Eric Metaxas’s take on the absence of faith in the film 42 is curious. He is right that the film downplays the role of faith in  Branch Rickey’s and Jackie Robinson’s lives. But faith is not absent, “a mysterious hole at the center of this otherwise worthy film.”

When Rickey chooses Robinson to be the first black Major Leaguer, he notes that he is a Methodist, Robinson is a Methodist, God is a Methodist, so it must be right. In their first meeting, Rickey mentions that “like our savior” Robinson must “turn the other cheek.” When Rickey asks his manager by phone whether he has any problem with Robinson, the manager—in bed with a woman not his wife—says no. Rickey points out that the Bible commands love of neighbor more than anything else, and adds for good measure that it “says a thing or two about adultery.”

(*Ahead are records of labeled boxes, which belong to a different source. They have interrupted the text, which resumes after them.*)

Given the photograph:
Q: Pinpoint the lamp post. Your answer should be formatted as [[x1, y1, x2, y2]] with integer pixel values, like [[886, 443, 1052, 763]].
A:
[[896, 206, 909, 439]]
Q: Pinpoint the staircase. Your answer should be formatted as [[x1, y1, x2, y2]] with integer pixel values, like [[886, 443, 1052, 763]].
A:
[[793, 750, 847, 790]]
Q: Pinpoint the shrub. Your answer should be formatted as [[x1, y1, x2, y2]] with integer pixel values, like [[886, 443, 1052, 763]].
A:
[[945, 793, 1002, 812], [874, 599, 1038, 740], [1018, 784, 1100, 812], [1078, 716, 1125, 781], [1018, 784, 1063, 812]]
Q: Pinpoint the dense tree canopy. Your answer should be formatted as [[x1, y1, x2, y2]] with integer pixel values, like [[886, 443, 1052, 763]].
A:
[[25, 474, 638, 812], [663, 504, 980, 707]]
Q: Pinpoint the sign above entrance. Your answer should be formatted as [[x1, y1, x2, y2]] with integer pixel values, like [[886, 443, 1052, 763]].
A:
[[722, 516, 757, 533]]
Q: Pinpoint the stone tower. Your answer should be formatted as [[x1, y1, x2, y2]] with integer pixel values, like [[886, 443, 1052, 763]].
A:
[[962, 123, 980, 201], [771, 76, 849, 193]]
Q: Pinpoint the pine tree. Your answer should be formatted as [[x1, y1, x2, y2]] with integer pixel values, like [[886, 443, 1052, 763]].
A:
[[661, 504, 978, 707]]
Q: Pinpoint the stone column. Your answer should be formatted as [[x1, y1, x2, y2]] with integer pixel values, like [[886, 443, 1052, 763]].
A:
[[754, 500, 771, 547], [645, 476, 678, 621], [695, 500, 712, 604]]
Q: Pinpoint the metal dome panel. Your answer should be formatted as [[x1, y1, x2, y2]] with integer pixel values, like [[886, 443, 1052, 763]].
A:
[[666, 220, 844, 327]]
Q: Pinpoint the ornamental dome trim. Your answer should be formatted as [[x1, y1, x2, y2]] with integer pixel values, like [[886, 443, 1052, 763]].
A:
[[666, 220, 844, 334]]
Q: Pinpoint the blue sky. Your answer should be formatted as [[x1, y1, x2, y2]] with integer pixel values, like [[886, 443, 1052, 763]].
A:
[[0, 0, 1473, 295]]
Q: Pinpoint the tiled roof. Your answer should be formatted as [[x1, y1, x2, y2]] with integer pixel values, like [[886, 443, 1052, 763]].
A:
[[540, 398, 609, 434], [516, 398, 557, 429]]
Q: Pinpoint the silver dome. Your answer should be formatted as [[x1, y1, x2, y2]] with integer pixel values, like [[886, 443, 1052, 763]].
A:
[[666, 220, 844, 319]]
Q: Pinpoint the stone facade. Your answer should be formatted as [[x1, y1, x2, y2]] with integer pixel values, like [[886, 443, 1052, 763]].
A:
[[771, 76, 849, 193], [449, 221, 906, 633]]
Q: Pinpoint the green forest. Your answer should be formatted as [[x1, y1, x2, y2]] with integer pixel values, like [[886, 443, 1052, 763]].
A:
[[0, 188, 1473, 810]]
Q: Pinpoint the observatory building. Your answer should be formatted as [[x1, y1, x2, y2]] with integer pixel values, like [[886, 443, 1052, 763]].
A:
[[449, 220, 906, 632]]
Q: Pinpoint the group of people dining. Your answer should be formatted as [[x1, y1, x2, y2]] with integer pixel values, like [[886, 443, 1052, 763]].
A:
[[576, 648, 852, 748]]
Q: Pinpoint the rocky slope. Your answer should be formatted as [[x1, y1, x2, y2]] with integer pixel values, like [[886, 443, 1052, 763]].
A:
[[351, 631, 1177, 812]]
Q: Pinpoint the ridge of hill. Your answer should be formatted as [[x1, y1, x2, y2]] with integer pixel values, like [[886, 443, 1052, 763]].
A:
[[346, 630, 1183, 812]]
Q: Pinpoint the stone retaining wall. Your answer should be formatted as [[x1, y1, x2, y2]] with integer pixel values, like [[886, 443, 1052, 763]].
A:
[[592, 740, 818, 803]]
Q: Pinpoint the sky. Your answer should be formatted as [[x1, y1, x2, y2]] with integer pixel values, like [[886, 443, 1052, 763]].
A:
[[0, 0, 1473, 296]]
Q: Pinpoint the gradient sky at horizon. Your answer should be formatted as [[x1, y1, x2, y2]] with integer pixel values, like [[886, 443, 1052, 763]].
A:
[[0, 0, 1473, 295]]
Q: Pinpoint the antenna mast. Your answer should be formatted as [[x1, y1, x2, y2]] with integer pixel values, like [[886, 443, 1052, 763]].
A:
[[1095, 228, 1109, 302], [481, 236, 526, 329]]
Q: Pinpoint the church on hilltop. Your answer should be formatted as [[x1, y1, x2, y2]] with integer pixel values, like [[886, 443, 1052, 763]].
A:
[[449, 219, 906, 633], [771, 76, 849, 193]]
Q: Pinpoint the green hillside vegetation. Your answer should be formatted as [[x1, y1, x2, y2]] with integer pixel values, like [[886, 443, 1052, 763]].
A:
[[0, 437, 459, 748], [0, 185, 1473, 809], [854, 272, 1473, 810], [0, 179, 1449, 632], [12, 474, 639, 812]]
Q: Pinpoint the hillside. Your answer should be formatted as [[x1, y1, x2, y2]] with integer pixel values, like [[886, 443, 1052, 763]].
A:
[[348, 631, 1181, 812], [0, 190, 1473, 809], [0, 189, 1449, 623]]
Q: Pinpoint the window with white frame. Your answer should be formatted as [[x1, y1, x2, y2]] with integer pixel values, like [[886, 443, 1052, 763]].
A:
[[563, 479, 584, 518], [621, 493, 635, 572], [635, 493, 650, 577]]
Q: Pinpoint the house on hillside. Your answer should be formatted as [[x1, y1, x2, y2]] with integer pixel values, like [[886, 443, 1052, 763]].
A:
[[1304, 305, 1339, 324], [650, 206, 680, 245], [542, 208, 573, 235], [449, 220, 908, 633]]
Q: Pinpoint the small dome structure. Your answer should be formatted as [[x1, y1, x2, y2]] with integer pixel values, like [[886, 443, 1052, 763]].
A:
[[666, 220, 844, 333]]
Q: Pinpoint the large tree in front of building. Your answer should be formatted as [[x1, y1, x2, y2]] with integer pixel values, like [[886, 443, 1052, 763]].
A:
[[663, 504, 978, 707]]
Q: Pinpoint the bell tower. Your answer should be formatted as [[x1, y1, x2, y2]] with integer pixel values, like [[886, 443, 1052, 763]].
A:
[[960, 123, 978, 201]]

And when an opposing owner threatens not to let his team take the field if Robinson plays, Rickey brings up Judgment Day. He suggests that when the owner has to explain his actions to God, refusing to play against the Dodgers because Robinson is black “may not be a sufficient reply.”

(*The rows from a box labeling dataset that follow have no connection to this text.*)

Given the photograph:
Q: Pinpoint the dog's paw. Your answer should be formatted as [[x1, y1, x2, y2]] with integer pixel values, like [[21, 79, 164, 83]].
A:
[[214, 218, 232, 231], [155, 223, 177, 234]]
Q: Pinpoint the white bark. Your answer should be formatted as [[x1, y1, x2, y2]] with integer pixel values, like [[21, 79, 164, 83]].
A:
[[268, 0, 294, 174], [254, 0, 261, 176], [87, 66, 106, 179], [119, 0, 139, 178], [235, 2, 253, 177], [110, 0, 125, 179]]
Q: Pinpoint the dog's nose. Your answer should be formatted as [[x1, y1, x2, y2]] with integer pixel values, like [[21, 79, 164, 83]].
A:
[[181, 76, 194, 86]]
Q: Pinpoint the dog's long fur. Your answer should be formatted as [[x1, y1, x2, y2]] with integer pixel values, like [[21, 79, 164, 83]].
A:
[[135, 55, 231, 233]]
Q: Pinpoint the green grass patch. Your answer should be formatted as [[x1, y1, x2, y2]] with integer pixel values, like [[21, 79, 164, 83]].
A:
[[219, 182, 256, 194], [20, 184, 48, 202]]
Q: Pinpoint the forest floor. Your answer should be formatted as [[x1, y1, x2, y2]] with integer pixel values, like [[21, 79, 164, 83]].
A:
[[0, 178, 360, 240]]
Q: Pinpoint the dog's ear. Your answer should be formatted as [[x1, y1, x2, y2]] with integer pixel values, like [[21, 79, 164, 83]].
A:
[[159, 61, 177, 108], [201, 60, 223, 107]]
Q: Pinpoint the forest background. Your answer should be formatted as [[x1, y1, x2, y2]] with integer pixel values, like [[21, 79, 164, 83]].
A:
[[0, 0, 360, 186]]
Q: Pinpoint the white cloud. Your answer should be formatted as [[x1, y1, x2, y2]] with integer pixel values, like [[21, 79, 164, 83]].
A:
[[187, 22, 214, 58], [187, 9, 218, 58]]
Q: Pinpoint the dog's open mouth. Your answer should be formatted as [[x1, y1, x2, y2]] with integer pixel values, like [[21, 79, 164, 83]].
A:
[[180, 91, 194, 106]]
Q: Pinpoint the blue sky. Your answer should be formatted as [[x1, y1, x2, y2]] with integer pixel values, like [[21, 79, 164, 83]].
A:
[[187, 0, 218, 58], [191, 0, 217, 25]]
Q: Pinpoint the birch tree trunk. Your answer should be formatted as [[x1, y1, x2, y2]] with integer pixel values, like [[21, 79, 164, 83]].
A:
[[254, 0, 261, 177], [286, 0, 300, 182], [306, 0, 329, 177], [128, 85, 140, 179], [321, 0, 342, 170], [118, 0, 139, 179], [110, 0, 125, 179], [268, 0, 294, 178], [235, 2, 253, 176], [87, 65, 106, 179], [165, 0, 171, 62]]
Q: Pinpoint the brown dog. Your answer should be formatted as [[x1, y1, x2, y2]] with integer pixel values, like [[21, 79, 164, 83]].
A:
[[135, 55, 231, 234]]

To be sure, any sort of obvious piety is absent from the film’s portrayal of Robinson. But not from the portrayal of Rickey. Metaxas’s piece reads like he was certain faith would be excised, wrote the criticism and timed it for the film’s release without seeing it. Or perhaps faith was not portrayed in a manner in line with Metaxas’s taste.

Whatever the case, Metaxas’s failure to mention the film’s portrayal of Rickey’s faith at all suggests that he was ready to be offended before he even saw the film and wrote accordingly. Robinson refused to fight back. Here Metaxas throws a punch before the show began.

Jason Byassee

Jason Byassee is senior minister at Timothy Eaton Memorial Church in Toronto.